La realidad nacional había cambiado poco. Ni la Revolución de 1868, ni la monarquía de Amadeo, ni la República de 1873 habían mudado en lo sustancial la estructura socioeconómica de la vieja España isabelina.
Se necesitará un artífice que deseche fórmulas agotadas de convivencia política y otras nuevas de cara al futuro. Esa persona será Canovas del Castillo, quien será consciente de tres cosas fundamentales: la Restauración no es posible en la personalidad de Isabel II y hay que buscarla en su hijo Alfonso; el mosaico político debe ser reducido a un bipartidismo estable; el poder civil debe primar y en consecuencia, hay que apartar al ejército de los pronunciamientos.

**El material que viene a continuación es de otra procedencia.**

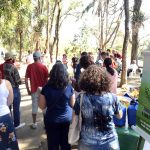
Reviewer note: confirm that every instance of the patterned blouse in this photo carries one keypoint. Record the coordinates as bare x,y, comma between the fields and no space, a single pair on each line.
97,118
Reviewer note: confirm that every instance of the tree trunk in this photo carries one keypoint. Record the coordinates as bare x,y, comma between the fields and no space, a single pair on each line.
135,31
57,28
125,44
21,45
53,39
47,29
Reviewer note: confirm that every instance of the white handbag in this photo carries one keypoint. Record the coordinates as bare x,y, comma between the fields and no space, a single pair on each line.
75,126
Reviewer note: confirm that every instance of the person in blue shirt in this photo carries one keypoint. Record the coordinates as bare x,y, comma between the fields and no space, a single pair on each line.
97,110
57,96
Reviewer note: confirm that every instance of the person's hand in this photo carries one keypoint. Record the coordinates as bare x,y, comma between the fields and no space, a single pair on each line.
29,92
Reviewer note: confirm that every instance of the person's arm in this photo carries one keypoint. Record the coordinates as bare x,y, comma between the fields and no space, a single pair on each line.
11,95
42,102
27,86
119,115
72,100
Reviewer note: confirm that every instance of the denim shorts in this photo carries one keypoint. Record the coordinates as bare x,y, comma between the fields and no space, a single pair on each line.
8,138
35,97
114,145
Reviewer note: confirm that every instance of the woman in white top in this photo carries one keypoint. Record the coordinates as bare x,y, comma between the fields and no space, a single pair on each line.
7,134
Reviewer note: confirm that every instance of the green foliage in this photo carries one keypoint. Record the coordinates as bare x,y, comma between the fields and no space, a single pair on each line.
138,18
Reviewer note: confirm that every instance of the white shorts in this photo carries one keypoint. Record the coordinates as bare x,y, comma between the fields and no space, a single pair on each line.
35,97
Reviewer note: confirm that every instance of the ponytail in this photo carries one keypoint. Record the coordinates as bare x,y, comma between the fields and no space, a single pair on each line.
108,63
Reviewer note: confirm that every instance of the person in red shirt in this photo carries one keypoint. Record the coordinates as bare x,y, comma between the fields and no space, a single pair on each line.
37,74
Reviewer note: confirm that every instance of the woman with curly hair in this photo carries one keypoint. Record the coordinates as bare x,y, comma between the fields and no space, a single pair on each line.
58,97
112,75
8,138
97,110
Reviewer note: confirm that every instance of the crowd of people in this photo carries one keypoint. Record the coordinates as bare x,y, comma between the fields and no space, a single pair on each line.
59,98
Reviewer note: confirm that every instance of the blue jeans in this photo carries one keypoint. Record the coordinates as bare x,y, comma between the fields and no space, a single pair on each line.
7,134
57,135
16,106
114,145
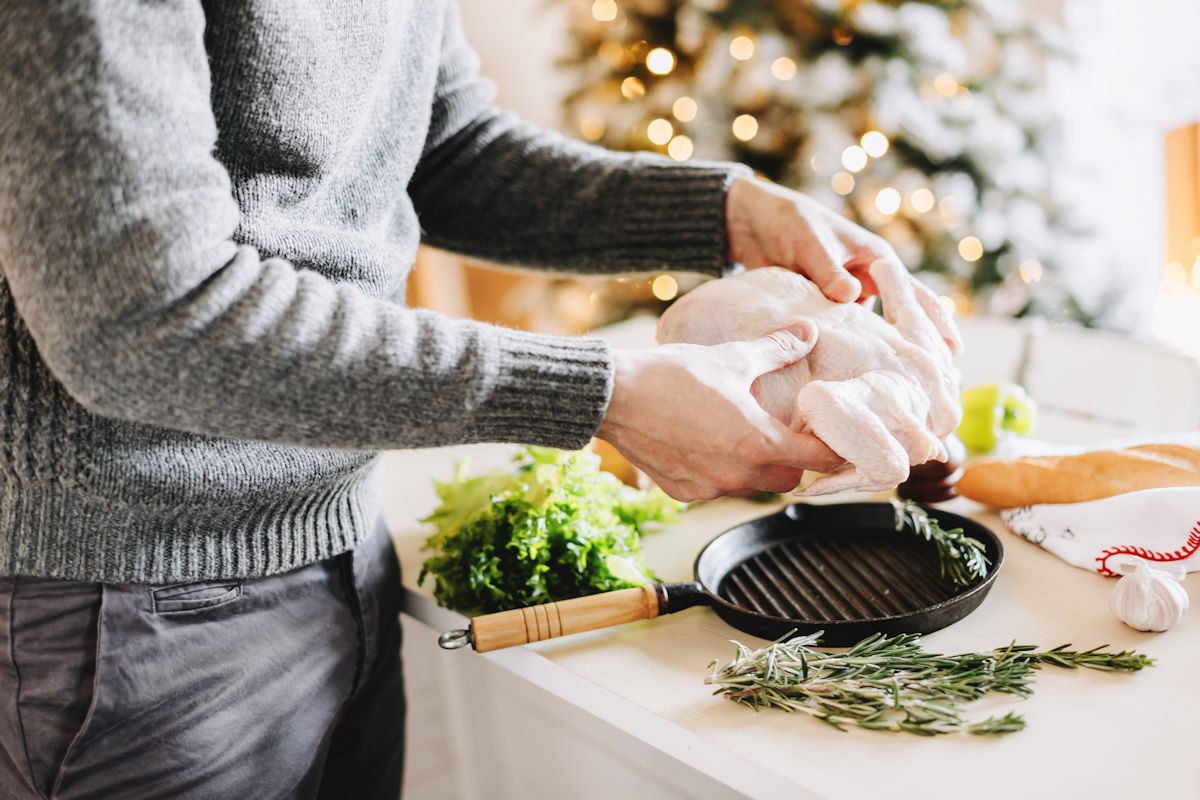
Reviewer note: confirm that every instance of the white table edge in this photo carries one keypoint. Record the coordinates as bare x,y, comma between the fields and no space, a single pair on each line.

La monarquía de Sagunto tuvo propiamente dos etapas. Una primera hasta 1898, en la que se inscribe el reinado de Alfonso XII, muerto en 1885, que es el gran período de la Restauración; y otra segunda, ya en el siglo XX de signo revisionista y débil. En la inicial, Canovas consigue nada más y nada menos que la neutralidad del Estado. Él, al frente de la derecha moderada, y Sagasta, al frente de la izquierda liberal, se alzan como las grandes figuras garantes del pluralismo y la estabilidad.
Vencidos los carlitas en una última guerra, una ley de 1876 extinguió definitivamente los fueros vascongados, logrando la unificación general del derecho público en España, con una única excepción de los particularismos que desde 1841 mantenía Navarra. Los antiguos organismos forales fueron sustituidos por diputaciones provinciales, que firmaron con el poder central los primeros conciertos económicos.
Al morir Alfonso XII, Canovas aconsejó a la regente María Cristina en el llamado Pacto del Pardo, que para fortalecer a la monarquía llamara a los liberales al poder. Su gran contrapartida fue el desastre colonial. España perdió lo último que le quedaba del imperio: Cuba, Puerto Rico y Filipinas. Fue aquello un desastre económico pero fue sobre todo un profundo desastre moral.